We can raise taxes in a productive way though. Tobacco, alcohol, sugar, and carbon taxes are all positive/productive taxes. They curb behaviours that cost society and either pay for themselves as an aggregate or can provide income to pay for other benefits.
Other productive taxes include taxes that will stimulate growth and future development. Tax incentives for sustainable/eco/green production that are paid for by taxes for environmentally hazardous/costly production. Tax breaks for regional growth paid for by taxes for metropolitan payrolls. Taxation for car use paying for improved public transport. The list could go on and we can be creative with taxes. There are debates in Canada about vacant property taxes. Essentially we need to think outside the square for what we can provide a carrot and stick for.
We also need to think of our taxes as a whole picture. We need to consider it as a suite of taxes. So instead of focusing just on income tax and targeting that we need to see how can we supplement or make income tax better by using a payroll, production or consumption tax/tax break. This approach of a portfolio of taxes will maximise the multiplier effect and drive positive growth.
Taxation as a suite of taxes can assist in regulating and prevent bubbles, booms and busts. Taxes and tax breaks can act as automatic stabilisers to prevent the economy from shifting too far in either direction. Targeted tax can both stabilise an economy that is booming or retreating and it can assist with addressing structural changes.
The economies of the western world are moving from manufacturing to services. From mining coal to solar panels and wind farms. Targeted tax can assist in retraining and re-skilling the labour force and society to ensure the future prosperity and sustainability of those peoples. Tax has a bloody history, it’s despised but it actually has so many positives.

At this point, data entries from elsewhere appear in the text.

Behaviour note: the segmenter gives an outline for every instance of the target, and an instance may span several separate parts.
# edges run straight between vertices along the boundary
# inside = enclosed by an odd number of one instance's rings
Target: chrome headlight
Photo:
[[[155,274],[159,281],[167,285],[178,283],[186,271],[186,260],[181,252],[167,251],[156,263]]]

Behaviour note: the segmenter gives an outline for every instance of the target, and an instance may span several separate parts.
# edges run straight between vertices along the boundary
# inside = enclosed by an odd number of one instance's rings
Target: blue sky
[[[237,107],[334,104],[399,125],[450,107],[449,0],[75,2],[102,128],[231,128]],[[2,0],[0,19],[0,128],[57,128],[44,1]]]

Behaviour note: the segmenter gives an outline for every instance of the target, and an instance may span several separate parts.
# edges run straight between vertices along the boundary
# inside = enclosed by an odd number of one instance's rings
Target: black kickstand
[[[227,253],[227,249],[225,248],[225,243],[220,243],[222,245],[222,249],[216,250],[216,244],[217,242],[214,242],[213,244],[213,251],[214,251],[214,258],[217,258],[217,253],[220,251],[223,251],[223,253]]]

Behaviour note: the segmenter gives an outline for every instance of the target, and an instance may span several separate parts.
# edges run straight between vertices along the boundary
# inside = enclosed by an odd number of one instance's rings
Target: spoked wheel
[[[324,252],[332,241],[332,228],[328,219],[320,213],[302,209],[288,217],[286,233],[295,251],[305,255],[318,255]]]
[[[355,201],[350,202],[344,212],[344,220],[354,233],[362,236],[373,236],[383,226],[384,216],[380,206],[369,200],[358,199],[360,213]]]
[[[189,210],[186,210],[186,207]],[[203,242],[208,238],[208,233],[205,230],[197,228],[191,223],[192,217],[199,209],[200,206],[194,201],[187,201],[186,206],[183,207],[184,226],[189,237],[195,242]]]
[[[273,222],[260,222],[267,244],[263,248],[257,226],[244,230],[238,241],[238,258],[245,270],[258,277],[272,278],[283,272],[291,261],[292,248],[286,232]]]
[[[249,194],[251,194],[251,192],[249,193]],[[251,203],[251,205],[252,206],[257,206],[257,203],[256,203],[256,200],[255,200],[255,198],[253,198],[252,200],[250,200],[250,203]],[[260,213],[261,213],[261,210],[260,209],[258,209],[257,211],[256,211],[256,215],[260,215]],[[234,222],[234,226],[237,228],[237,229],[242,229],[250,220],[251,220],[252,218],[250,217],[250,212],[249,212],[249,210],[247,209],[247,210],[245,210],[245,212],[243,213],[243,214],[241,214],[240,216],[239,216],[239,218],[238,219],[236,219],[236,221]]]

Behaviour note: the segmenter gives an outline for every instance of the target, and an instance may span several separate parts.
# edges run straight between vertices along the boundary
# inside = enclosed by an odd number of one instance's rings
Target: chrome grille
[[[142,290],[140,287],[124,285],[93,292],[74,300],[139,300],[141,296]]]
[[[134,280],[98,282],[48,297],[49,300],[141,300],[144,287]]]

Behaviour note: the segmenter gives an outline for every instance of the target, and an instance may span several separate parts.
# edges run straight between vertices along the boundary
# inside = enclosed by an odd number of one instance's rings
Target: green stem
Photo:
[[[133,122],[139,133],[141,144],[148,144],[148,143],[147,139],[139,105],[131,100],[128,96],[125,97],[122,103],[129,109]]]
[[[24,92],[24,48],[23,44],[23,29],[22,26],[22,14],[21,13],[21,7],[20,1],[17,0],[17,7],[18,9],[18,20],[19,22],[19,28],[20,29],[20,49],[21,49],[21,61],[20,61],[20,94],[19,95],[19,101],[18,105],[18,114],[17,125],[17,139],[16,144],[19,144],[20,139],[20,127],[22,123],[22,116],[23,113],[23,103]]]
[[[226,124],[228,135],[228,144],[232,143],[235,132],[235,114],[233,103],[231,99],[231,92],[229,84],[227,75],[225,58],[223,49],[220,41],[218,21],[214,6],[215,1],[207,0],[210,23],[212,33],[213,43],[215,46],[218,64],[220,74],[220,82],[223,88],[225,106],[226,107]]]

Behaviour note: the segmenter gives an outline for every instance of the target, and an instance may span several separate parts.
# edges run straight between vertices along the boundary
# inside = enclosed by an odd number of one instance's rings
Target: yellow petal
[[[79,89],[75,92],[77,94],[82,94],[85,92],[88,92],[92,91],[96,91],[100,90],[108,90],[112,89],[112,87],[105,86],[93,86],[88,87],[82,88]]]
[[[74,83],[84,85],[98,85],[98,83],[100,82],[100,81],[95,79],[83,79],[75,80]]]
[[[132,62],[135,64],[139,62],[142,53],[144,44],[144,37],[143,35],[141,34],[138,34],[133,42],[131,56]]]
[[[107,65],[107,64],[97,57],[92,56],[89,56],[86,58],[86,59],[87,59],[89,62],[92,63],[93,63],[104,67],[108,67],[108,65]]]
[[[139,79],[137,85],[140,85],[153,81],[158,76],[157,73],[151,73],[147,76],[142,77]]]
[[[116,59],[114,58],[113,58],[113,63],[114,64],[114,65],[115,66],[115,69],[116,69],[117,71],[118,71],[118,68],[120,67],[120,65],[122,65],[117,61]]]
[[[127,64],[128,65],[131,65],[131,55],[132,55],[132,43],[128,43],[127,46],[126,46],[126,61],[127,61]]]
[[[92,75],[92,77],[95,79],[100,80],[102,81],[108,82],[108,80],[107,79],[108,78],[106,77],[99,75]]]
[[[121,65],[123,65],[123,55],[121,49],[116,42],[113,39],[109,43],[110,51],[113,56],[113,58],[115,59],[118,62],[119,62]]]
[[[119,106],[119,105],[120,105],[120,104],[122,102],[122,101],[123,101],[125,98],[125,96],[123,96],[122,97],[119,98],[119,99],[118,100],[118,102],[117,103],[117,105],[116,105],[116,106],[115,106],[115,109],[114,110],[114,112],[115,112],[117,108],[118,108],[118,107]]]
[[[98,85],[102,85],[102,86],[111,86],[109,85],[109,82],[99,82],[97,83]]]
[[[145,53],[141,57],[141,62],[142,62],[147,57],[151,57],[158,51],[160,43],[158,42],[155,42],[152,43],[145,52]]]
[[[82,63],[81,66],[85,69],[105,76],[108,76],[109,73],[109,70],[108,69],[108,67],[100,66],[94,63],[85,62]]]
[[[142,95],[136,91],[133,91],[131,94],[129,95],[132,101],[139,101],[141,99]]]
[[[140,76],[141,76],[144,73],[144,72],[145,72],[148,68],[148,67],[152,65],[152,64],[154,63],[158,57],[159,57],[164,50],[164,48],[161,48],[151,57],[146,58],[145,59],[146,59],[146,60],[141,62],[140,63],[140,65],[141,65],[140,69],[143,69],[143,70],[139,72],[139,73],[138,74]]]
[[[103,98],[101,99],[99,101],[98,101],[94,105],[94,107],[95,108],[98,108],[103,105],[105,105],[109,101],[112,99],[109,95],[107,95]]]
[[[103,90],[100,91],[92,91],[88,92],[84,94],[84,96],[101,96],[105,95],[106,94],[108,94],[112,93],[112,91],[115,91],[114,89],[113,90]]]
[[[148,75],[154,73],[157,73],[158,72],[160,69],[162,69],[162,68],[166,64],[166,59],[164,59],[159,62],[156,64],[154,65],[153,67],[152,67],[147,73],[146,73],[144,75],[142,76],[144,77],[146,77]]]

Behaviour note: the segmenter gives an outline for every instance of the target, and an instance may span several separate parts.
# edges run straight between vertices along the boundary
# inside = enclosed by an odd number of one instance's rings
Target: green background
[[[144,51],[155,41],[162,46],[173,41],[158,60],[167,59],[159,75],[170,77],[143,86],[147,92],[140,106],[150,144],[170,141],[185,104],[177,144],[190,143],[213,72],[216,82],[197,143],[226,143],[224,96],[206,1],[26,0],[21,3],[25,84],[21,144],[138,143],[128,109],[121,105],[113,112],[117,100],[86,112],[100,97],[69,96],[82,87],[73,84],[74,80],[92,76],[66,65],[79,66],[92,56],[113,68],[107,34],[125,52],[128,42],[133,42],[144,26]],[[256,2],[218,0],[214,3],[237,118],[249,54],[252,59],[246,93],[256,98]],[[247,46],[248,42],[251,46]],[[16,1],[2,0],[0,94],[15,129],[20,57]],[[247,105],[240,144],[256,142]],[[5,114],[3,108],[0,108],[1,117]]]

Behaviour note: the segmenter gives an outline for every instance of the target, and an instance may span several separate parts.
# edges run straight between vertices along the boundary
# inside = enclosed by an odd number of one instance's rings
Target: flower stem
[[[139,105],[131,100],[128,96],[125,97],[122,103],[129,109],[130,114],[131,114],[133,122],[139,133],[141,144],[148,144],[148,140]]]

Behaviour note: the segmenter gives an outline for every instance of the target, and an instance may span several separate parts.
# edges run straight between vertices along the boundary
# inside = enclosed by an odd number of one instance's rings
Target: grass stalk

When you’re down on your luck the government is there to catch you. Lift you up and get you back on your feet so you can get back to contributing to society in a meaningful way. We know that money as a form of happiness has diminishing marginal returns. At a certain point the more money you have makes no impact on how happy you are. But if you’re at the bottom then a bit of extra money makes a significant difference. So let’s think of tax as paying it forward. Helping our kids, helping our friends, our neighbours and ourselves. We all like roads, health, education and feeling safe in our homes.